MENTOR: Mixture-of-Experts Network with Task-Oriented Perturbation for Visual Reinforcement Learning
This addresses sample efficiency for real-world robotic manipulation, representing a strong specific gain rather than a foundational breakthrough.
The paper tackles low sample efficiency in visual deep reinforcement learning for robotics by introducing MENTOR, which uses a mixture-of-experts backbone and task-oriented perturbation, achieving an average 83% success rate on real-world tasks compared to 32% for prior methods.

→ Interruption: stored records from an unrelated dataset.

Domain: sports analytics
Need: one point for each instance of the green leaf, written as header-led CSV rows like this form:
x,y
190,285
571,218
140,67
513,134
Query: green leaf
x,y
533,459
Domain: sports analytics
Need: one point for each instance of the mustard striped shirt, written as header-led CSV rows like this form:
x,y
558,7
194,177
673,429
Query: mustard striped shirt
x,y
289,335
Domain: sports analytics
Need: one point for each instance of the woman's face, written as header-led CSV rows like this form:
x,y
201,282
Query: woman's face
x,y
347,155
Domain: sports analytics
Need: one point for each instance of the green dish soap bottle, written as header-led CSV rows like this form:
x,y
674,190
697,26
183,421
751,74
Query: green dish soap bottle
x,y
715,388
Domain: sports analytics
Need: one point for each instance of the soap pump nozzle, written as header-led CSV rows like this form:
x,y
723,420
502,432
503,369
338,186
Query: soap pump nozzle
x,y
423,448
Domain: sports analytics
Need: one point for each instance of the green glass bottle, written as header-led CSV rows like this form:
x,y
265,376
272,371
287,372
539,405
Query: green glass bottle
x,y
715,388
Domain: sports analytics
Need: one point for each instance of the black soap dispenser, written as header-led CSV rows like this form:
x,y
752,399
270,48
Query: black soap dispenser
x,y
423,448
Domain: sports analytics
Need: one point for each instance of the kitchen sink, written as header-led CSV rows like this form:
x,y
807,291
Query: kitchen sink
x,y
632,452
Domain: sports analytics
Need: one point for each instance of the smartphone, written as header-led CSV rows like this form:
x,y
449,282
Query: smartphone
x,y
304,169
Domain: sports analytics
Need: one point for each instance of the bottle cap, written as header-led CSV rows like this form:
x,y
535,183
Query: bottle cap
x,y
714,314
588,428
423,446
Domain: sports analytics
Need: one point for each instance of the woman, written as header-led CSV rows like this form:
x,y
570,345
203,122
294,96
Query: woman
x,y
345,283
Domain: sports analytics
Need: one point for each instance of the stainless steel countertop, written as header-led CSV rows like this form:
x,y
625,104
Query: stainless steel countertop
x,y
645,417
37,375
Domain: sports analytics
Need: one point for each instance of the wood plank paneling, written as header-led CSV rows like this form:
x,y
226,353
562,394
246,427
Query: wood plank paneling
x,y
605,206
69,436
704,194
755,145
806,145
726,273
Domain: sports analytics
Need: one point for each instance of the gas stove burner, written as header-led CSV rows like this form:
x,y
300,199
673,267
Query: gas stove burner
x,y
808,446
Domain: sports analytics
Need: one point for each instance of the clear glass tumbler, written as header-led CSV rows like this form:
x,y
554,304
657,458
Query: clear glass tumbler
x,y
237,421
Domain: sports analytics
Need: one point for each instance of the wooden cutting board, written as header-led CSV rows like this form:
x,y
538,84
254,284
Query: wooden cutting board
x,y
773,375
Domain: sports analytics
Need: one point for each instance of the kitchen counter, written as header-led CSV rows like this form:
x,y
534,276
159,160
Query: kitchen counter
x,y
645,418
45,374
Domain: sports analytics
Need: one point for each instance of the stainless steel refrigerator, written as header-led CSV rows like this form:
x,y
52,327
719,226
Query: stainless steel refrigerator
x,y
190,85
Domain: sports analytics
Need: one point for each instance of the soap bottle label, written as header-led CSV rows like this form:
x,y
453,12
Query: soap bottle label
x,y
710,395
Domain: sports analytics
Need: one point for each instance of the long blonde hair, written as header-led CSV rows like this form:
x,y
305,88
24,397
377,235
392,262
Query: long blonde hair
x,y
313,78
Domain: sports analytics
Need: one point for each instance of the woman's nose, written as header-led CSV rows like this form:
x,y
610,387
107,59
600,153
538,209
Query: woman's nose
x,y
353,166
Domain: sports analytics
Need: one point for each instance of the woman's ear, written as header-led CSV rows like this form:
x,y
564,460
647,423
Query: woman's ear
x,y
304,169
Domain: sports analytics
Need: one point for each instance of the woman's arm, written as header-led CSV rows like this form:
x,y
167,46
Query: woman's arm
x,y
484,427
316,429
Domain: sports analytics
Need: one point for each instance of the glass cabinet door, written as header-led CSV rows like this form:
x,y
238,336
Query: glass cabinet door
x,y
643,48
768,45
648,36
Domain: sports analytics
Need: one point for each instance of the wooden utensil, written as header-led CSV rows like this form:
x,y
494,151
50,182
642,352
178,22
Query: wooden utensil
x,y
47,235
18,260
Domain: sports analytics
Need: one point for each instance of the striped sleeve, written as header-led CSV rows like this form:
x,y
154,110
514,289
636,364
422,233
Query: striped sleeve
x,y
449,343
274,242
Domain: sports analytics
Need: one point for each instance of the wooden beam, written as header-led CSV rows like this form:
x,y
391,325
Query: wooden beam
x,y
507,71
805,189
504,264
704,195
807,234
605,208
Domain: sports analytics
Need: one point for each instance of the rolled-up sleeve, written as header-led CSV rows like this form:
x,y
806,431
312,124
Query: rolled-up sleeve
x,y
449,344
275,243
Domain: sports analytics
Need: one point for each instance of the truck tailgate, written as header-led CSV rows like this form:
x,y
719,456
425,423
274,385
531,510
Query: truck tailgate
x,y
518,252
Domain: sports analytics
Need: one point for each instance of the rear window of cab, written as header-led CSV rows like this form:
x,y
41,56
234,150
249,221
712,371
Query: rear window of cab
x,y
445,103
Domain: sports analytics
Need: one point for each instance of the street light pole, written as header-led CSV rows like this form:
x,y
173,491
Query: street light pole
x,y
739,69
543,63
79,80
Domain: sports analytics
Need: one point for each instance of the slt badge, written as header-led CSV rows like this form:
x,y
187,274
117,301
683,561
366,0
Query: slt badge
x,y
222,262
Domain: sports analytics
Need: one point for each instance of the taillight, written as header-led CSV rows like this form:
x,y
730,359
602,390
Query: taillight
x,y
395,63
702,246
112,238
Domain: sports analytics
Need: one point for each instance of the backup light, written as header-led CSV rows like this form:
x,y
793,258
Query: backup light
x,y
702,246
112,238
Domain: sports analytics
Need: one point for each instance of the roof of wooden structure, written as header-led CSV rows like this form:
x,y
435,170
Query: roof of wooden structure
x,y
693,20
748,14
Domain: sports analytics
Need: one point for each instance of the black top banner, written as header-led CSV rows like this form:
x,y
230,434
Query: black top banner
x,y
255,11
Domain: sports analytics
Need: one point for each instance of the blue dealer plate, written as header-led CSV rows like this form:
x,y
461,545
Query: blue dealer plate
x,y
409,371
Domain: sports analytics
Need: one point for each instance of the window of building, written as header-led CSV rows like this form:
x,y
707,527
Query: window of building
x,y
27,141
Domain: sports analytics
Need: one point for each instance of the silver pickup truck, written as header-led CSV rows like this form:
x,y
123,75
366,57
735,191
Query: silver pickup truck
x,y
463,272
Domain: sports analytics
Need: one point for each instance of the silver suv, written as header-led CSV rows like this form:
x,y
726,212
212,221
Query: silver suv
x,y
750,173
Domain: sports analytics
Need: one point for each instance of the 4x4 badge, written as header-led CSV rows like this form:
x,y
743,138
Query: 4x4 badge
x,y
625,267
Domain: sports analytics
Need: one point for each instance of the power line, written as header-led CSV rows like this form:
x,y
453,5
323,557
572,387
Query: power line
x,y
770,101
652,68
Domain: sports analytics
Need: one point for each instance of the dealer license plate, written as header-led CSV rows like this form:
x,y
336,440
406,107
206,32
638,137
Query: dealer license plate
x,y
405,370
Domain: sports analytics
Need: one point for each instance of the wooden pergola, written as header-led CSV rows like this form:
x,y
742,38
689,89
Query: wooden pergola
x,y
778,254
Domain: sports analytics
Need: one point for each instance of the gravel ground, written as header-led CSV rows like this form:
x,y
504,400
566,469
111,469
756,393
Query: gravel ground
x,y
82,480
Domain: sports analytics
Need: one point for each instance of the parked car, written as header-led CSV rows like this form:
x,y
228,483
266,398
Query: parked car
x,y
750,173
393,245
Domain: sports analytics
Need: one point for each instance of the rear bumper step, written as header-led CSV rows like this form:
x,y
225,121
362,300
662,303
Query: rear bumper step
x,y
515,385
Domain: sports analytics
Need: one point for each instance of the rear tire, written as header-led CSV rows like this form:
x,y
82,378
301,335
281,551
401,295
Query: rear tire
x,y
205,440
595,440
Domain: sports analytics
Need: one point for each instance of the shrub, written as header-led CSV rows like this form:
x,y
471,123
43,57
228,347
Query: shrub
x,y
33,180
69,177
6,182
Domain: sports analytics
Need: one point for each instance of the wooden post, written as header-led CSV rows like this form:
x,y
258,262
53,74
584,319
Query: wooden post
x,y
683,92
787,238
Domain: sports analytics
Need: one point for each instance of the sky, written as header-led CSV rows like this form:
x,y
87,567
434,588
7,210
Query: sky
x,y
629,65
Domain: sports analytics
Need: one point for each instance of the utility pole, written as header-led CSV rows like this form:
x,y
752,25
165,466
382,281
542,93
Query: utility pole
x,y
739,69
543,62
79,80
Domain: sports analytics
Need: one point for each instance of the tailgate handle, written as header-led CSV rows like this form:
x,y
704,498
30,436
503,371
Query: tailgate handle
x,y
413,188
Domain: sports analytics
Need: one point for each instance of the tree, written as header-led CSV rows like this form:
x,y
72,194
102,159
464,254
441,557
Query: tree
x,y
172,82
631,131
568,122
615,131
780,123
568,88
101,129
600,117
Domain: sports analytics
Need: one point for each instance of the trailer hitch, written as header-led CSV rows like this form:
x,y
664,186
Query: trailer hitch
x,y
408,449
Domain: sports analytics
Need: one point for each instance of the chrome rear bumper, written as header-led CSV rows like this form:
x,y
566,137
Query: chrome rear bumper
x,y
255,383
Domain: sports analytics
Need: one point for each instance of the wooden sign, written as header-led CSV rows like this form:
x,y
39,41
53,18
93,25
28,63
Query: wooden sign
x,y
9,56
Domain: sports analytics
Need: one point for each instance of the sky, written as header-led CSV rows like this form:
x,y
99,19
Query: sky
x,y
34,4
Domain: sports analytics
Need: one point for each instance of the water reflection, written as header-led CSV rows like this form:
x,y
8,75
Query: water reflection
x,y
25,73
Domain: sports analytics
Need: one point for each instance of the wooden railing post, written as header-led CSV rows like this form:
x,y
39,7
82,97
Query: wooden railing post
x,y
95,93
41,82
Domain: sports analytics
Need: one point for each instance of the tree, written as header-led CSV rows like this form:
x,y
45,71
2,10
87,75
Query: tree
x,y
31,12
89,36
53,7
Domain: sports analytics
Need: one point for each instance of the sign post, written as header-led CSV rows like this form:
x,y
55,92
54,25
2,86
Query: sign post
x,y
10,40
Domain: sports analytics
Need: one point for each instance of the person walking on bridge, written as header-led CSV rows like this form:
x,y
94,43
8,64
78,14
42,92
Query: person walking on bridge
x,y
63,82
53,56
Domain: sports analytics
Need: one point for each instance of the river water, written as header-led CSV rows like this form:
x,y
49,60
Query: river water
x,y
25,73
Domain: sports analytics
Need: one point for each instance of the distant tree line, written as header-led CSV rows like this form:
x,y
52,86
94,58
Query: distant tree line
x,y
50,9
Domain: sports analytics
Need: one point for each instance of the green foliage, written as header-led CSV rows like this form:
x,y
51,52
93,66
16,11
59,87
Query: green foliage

Visual deep reinforcement learning (RL) enables robots to acquire skills from visual input for unstructured tasks. However, current algorithms suffer from low sample efficiency, limiting their practical applicability. In this work, we present MENTOR, a method that improves both the architecture and optimization of RL agents. Specifically, MENTOR replaces the standard multi-layer perceptron (MLP) with a mixture-of-experts (MoE) backbone and introduces a task-oriented perturbation mechanism. MENTOR outperforms state-of-the-art methods across three simulation benchmarks and achieves an average of 83% success rate on three challenging real-world robotic manipulation tasks, significantly surpassing the 32% success rate of the strongest existing model-free visual RL algorithm. These results underscore the importance of sample efficiency in advancing visual RL for real-world robotics. Experimental videos are available at https://suninghuang19.github.io/mentor_page/.